Sánchez has gained access to some of the most exclusive circles in the world, but her welcome among elites is tenuous, conditional. “I think it’s very obvious that she wants to be a fashion girl,” one fashion publicist who’s worked at major houses told me. “But just look back on how many runway shows she’s shown up to.” It was true; though she’s been featured in Vogue, and is, in the publicist’s words, “almost certainly a huge private client at some of these houses,” you won’t find Sánchez seated next to Anna Wintour at Fashion Week anytime soon.

The fashion brands who have embraced Sánchez — Oscar de la Renta and Dolce & Gabbana — are those that have already crossed the political Rubicon. “Dolce is probably the most problematic fashion brand out there,” the publicist said. “Dolce and Oscar don’t care. They’re dressing the Trump family. I think it’s pretty indicative that those are the brands that want to work with her.”

Sánchez, in some respects, represents the aesthetic and moral pinnacle of the Mar-a-Lago era. Though she spearheads an organization dedicated to reuniting families at the border and speaks often about climate change, she seems to undermine those aims at almost every public-facing turn — expanding her massive carbon footprint and appearing alongside Bezos as he’s tried to curry favor with Trump. The couple’s joint philanthropic choices seem to be dubious, at best. Last year, they awarded Sánchez’s pal Eva Longoria $50 million through their vaguely defined “Courage and Civility” prize.

These moves have allowed critics to bolster their superficial distaste for Sánchez with moral disdain. After her lacy bra-top and blazer at the inauguration, liberal commentators scrutinized her for buying into the MAGA spectacle. And the press tour for Sánchez’s stunt-y all-female Blue Origin flight turned into a full-blown pile-on, joined by the actresses Olivia Wilde and Olivia Munn — who’ve both mingled with Sánchez socially in the past.

“She takes the high road, but I know it stings,” said Gregorisch-Dempsey. She’s also trying to take control of the narrative. Recently, Sánchez has started palling around with Kim Kardashian. Not long ago, she parted ways with her former publicist, Stephanie Jones (one of the central figures of the Justin Baldoni-Blake Lively saga) and hired one of the PR firms Kardashian uses.

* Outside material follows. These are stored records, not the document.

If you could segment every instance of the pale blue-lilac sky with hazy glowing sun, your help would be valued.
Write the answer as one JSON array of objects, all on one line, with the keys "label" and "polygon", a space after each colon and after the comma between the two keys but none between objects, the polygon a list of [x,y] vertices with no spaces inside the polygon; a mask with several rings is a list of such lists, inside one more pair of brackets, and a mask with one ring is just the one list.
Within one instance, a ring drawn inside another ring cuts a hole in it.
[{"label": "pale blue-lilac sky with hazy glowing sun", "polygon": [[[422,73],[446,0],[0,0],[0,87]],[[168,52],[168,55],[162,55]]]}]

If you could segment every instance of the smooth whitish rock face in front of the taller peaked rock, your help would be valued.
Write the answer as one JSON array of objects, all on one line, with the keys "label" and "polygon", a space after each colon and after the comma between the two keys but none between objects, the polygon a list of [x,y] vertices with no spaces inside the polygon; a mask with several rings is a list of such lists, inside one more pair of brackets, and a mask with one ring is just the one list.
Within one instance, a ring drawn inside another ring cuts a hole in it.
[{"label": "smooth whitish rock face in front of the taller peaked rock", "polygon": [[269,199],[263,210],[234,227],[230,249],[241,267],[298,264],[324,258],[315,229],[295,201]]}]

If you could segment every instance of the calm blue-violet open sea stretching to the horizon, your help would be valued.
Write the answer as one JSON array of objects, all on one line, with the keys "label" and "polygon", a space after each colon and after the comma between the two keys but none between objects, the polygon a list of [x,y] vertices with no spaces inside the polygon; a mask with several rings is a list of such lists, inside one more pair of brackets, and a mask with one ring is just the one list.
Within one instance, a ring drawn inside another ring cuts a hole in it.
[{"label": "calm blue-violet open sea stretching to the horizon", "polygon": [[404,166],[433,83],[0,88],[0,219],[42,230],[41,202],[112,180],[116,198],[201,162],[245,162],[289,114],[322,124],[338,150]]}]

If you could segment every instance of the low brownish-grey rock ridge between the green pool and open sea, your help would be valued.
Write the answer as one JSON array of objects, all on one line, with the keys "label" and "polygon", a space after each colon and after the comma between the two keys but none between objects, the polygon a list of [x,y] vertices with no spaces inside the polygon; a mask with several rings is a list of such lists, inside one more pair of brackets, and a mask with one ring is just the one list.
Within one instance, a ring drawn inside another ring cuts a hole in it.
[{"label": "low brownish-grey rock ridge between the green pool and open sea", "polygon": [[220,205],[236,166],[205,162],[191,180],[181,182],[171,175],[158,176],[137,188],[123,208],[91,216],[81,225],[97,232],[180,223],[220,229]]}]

Like Kardashian, Sánchez is relentlessly positive on social media. In February, in the wake of all the inauguration talk, she allowed a smidgen of distress to creep into public view — only to use it as a launchpad. “Some years start off with turbulence,” she wrote on Instagram, with a selfie in the cockpit of a helicopter, “but that’s just the wind reminding you to spread your wings. Here’s to flying farther than we ever imagined.”

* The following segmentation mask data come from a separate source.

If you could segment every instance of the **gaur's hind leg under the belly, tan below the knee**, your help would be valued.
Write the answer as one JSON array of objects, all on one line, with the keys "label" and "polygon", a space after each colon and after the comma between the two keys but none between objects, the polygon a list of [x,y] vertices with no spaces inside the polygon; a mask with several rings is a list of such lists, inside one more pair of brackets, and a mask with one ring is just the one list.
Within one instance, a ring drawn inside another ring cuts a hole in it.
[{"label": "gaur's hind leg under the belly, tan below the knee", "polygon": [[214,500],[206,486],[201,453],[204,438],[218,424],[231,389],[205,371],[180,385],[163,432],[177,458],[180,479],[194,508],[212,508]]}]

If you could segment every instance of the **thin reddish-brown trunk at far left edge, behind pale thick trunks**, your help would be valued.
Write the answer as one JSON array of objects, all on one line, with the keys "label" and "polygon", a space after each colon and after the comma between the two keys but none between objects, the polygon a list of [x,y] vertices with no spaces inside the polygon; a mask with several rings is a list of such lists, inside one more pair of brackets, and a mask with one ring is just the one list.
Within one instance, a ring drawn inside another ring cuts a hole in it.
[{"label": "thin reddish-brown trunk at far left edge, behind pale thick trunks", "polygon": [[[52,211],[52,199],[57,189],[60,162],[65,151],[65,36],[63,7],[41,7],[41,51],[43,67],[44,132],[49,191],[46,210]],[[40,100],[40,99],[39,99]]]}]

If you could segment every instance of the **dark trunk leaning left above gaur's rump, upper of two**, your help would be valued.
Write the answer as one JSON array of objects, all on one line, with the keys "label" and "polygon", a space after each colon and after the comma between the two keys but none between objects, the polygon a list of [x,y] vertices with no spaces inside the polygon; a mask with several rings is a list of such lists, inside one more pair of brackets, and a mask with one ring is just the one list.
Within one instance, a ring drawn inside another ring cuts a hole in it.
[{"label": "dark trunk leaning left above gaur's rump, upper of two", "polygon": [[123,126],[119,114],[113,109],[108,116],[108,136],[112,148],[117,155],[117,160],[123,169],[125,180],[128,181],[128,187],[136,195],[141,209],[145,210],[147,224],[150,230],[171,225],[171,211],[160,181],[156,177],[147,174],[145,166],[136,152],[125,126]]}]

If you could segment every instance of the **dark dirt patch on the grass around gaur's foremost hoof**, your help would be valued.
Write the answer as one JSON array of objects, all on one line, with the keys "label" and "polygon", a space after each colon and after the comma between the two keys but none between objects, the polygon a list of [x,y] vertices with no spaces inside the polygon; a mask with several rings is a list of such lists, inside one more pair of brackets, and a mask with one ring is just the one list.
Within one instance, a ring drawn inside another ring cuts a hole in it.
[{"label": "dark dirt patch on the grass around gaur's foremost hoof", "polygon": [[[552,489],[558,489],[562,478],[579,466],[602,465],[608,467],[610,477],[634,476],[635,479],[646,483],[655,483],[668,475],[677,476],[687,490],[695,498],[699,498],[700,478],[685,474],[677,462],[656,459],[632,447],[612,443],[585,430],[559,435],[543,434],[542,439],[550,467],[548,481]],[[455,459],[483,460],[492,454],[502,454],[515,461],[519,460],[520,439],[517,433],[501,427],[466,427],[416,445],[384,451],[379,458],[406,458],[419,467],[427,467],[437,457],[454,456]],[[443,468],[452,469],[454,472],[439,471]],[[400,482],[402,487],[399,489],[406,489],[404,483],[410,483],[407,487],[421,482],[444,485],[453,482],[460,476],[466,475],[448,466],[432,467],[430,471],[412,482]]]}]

In a matter of days, Sánchez will become Mrs. Bezos. Some 200-odd guests will descend upon Venice to celebrate her and her husband-to-be — but mostly her. Oprah Winfrey, Barry Diller, Katy Perry, Kim Kardashian, and Ivanka Trump and Jared Kushner are all reportedly among the invitees. By the end of the festivities, Lauren will likely be richer than them all.

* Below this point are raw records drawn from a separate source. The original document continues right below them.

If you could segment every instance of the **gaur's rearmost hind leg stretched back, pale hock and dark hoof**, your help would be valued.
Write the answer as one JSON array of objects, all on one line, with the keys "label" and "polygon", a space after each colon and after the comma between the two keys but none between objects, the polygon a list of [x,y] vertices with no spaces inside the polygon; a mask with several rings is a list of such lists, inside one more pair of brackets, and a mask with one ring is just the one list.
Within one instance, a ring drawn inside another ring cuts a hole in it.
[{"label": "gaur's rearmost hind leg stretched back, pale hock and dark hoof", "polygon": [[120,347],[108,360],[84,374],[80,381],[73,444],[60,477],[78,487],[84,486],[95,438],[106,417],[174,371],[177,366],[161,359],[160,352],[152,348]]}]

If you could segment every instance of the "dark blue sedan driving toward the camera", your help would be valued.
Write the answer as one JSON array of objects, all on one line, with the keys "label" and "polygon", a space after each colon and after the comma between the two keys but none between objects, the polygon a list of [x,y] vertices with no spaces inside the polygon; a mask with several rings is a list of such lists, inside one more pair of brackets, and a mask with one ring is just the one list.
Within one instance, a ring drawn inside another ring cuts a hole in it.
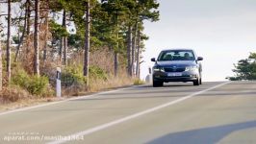
[{"label": "dark blue sedan driving toward the camera", "polygon": [[153,86],[168,82],[192,82],[202,84],[202,65],[192,49],[168,49],[159,54],[153,66]]}]

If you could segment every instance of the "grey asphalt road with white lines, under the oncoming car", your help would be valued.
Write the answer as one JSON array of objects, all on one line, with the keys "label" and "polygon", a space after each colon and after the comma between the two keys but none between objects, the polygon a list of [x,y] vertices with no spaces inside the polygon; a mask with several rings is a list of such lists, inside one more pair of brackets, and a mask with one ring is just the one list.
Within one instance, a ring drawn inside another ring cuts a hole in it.
[{"label": "grey asphalt road with white lines, under the oncoming car", "polygon": [[0,113],[0,143],[256,143],[256,82],[144,85]]}]

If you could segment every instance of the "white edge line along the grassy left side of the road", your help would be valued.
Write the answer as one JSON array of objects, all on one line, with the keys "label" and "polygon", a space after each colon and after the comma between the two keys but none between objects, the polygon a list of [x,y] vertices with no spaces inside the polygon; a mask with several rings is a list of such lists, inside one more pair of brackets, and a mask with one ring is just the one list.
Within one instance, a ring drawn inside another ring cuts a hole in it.
[{"label": "white edge line along the grassy left side of the road", "polygon": [[129,89],[129,88],[133,88],[133,87],[136,87],[136,85],[135,85],[135,86],[132,85],[132,86],[126,87],[126,88],[119,88],[119,89],[115,89],[115,90],[110,90],[110,91],[98,92],[98,93],[95,93],[95,94],[90,94],[90,95],[85,95],[85,96],[79,96],[79,97],[64,99],[64,100],[57,101],[57,102],[50,102],[50,103],[47,103],[47,104],[41,104],[41,105],[32,106],[32,107],[27,107],[27,108],[13,109],[13,110],[10,110],[10,111],[0,112],[0,116],[6,115],[6,114],[10,114],[10,113],[13,113],[13,112],[25,111],[25,110],[29,110],[29,109],[33,109],[33,108],[41,108],[41,107],[56,105],[56,104],[60,104],[60,103],[64,103],[64,102],[72,101],[72,100],[90,99],[90,98],[93,97],[93,96],[98,96],[98,95],[107,94],[107,93],[113,93],[113,92],[117,92],[117,91]]}]

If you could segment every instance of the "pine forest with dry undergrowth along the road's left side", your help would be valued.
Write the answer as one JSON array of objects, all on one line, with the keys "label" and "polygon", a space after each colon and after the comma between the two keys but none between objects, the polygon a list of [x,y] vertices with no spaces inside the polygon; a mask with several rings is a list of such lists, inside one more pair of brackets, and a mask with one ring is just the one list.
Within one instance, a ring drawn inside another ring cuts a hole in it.
[{"label": "pine forest with dry undergrowth along the road's left side", "polygon": [[81,95],[140,80],[156,0],[0,0],[0,102]]}]

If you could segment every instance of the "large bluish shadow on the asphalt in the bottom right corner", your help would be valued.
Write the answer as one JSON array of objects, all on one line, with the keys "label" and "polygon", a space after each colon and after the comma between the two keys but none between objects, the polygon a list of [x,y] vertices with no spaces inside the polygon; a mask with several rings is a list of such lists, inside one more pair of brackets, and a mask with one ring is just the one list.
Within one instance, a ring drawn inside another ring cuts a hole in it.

But for such a restless soul, a psychological hazard may be lurking in the wake of the wedding. On one hand, she’s made it. On the other, she’s made it. Will there be a comedown? And where does all that ambition go now? The smart money says her zeal will be unleashed on Bezos’s kingdom. Think of the access — to fortune, to business, to politics. The connections! Bezos better hold on.